Bloomsbury is a clinical-stage biotechnology company, developing potentially curative treatments for patients suffering from rare neurological and metabolic diseases based on clinically proven gene therapy technologies. The Company was spun out of UCL and launched in October 2022 with £5M in Seed funding from UCL Technology Fund and is underpinned by world-leading gene therapy and rare disease expertise from the Company’s academic founders, Professor Paul Gissen, Professor Manju Kurian, Professor Ahad Rahim and Professor Simon Waddington. Bloomsbury is building a pipeline of highly differentiated first- or best-in-class programs.

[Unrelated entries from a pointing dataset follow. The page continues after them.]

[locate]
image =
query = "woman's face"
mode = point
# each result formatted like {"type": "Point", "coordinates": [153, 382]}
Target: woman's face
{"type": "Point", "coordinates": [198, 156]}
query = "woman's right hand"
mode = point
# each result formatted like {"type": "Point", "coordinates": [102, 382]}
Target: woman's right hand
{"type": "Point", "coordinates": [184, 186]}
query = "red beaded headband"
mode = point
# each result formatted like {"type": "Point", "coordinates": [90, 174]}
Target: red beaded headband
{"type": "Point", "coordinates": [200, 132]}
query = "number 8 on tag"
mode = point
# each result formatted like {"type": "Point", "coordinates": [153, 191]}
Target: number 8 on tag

For more information, please visit www.bloomsburygtx.com

About BGT-INAD for Infantile Neuroaxonal Dystrophy (INAD)

BGT-INAD is a neuron-targeted AAV9 investigational gene therapy designed to provide a potentially curative solution to INAD patients following a one-time injection in the cerebrospinal fluid (CSF). BGT-INAD is currently completing preclinical studies, with compelling preclinical efficacy data already demonstrated.

 About BGT-NPC DTDS for Niemann-Pick Disease Type-C (NPC)

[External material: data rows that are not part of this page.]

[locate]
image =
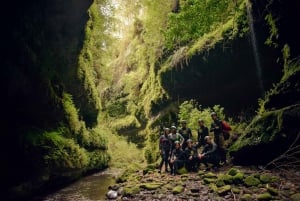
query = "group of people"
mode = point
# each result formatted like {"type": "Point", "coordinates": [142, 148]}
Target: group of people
{"type": "Point", "coordinates": [178, 150]}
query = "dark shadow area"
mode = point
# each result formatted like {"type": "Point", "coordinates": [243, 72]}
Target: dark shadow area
{"type": "Point", "coordinates": [40, 43]}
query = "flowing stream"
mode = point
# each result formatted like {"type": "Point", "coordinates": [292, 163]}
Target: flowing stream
{"type": "Point", "coordinates": [90, 188]}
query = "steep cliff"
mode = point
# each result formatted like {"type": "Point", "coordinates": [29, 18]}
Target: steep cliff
{"type": "Point", "coordinates": [48, 96]}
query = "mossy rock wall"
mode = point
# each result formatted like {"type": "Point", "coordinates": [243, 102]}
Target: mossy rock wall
{"type": "Point", "coordinates": [267, 137]}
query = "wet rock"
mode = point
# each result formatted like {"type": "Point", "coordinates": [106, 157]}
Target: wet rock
{"type": "Point", "coordinates": [265, 178]}
{"type": "Point", "coordinates": [272, 190]}
{"type": "Point", "coordinates": [264, 196]}
{"type": "Point", "coordinates": [151, 186]}
{"type": "Point", "coordinates": [246, 197]}
{"type": "Point", "coordinates": [112, 194]}
{"type": "Point", "coordinates": [251, 181]}
{"type": "Point", "coordinates": [178, 189]}
{"type": "Point", "coordinates": [223, 190]}
{"type": "Point", "coordinates": [296, 197]}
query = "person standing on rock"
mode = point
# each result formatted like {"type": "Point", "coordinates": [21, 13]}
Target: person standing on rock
{"type": "Point", "coordinates": [202, 133]}
{"type": "Point", "coordinates": [174, 136]}
{"type": "Point", "coordinates": [217, 128]}
{"type": "Point", "coordinates": [177, 158]}
{"type": "Point", "coordinates": [210, 154]}
{"type": "Point", "coordinates": [191, 154]}
{"type": "Point", "coordinates": [165, 149]}
{"type": "Point", "coordinates": [185, 132]}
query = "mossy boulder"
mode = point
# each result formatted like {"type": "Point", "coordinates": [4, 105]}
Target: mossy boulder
{"type": "Point", "coordinates": [296, 197]}
{"type": "Point", "coordinates": [251, 181]}
{"type": "Point", "coordinates": [232, 171]}
{"type": "Point", "coordinates": [132, 190]}
{"type": "Point", "coordinates": [220, 183]}
{"type": "Point", "coordinates": [182, 171]}
{"type": "Point", "coordinates": [224, 189]}
{"type": "Point", "coordinates": [272, 191]}
{"type": "Point", "coordinates": [264, 196]}
{"type": "Point", "coordinates": [225, 178]}
{"type": "Point", "coordinates": [178, 189]}
{"type": "Point", "coordinates": [209, 180]}
{"type": "Point", "coordinates": [209, 175]}
{"type": "Point", "coordinates": [151, 186]}
{"type": "Point", "coordinates": [238, 178]}
{"type": "Point", "coordinates": [265, 178]}
{"type": "Point", "coordinates": [246, 197]}
{"type": "Point", "coordinates": [267, 136]}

BGT-NPC is a neuron-targeted AAV9 investigational gene therapy designed to provide a potentially curative solution to NPC patients following a one-time injection in the cerebrospinal fluid (CSF). BGT-NPC is currently completing preclinical studies, with compelling preclinical efficacy data already demonstrated.

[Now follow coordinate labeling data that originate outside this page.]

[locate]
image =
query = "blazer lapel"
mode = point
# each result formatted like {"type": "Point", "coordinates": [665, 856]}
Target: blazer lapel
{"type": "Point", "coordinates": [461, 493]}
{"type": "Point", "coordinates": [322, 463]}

About infantile neuroaxonal dystrophy (INAD)

INAD is a devastating and fatal autosomal recessive paediatric neurodegenerative disease caused by mutations in the PLA2G6 gene that affects the catalytic activity of its protein product, a calcium-independent phospholipase A2 protein located in mitochondria and axons. When PLA2G6 is defective, mitochondrial inner membrane integrity is damaged, and phospholipid accumulation in axons causes neuronal damage. Given greater disease awareness and advances in next generation sequencing technologies, INAD is increasingly diagnosed at a younger age, with the majority of affected children now diagnosed by 2 years of age. Symptoms usually begin between 6 months and 3 years of age and include a rapid decline in previously acquired skills such as walking and talking, with the subsequent evolution of seizure, axonal neuropathy and generalised spasticity leading to loss of neurodevelopmental skills and complete dependence for all daily living activities. From presentation, there is gradual loss of motor and cognitive skills, most losing ambulation by 5 years of age with the average age of death around 10 years of age. There are currently no disease-modifying treatments for INAD and affected patients derive limited clinical benefit from available medical therapies used for symptom control. The incidence of INAD is poorly documented and around 300 patients suffering from INAD have been identified currently worldwide.

About Niemann-Pick Disease Type-C (NPC)

NPC is a rare, inherited and fatal neurodegenerative disease. 95% of NPC cases are caused by mutations in the Npc1 gene that encodes for NPC1, a large glycoprotein which is embedded in the lysosomal membrane. Even though the exact function of NPC1 is unknown, when it is mutated or absent, both cholesterol and sphingolipids accumulate in the brain, liver, lungs, bone marrow, and spleen. Sphingolipids are known to play important roles in signal transduction and nerve-fibre insulation, and their abnormal storage leads to irreversible neurological damage. There are several disease subtypes which are categorised by the age of onset of neurological disease. The patients develop progressive disabilities such as impairment in swallowing and speech, epilepsy, cerebellar ataxia (an inability to coordinate balance, gait, extremity and eye movements), and progressive dementia. The speed of progression of symptoms depends on the age of onset, which ranges from just after birth through to late adulthood and after disease onset. There are no approved treatments for NPC in the US. Miglustat is approved in the EU, but its use only slows disease progression. There are no curative treatments currently approved for NPC and there is a significant need to improve the standard of care. The incidence of NPC is estimated to be ~1:100,000 live births worldwide.